Edward Griffiths is returning to the club as interim chief executive for the next 12 months.
Saracens established themselves as the dominant force in English club rugby over the past decade, winning the Premiership title on five occasions and being crowned European champions three times, most recently when they beat Leinster 20-10 in last season's final.
But their reputation was severely tarnished by the financial scandal which emerged last year.
They were sanctioned by a disciplinary panel for breaching salary cap regulations in the past three seasons.
Saracens apologised for "administrative errors relating to the non-disclosure of some transactions" to Premiership Rugby Limited.
In a statement, Wray said the sanctions were "absolutely devastating" for everyone connected with the club.
He added: "It has been acknowledged by the panel that we never deliberately sought to mislead anyone or breach the cap and that's why it feels like the rug is being completely pulled out from under our feet."
The club initially indicated they would appeal, but later decided not to take the matter any further and Wray said they accepted the penalties "with humility".
They have won five of their seven Premiership games so far this season, but are bottom of the table on -12 points and are 18 points from safety.
Chris Jones, BBC rugby union correspondent
Wray's legacy has been tarnished by the salary cap scandal, and it is surely no coincidence he is standing down just months after the breaking of the storm which battered his and the club's reputation.

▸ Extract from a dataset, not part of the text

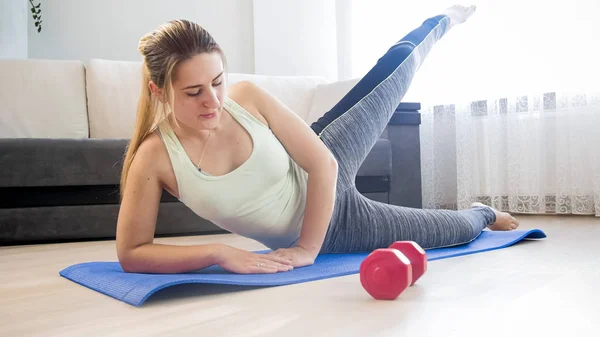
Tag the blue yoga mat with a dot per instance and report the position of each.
(108, 278)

However, Wray has had a seismic impact on English and European rugby over the past 25 years, both as the beating heart of Saracens and as a prominent and influential voice in the sport.
Wray has done as much as anyone to drag rugby union into the professional era and will continue to prop up Saracens financially.
While the arrival on the scene of private equity may mean less of a reliance on benefactors in the future, many clubs still lean heavily on them. Without the generosity of men like Wray, the professional club game in England would not exist.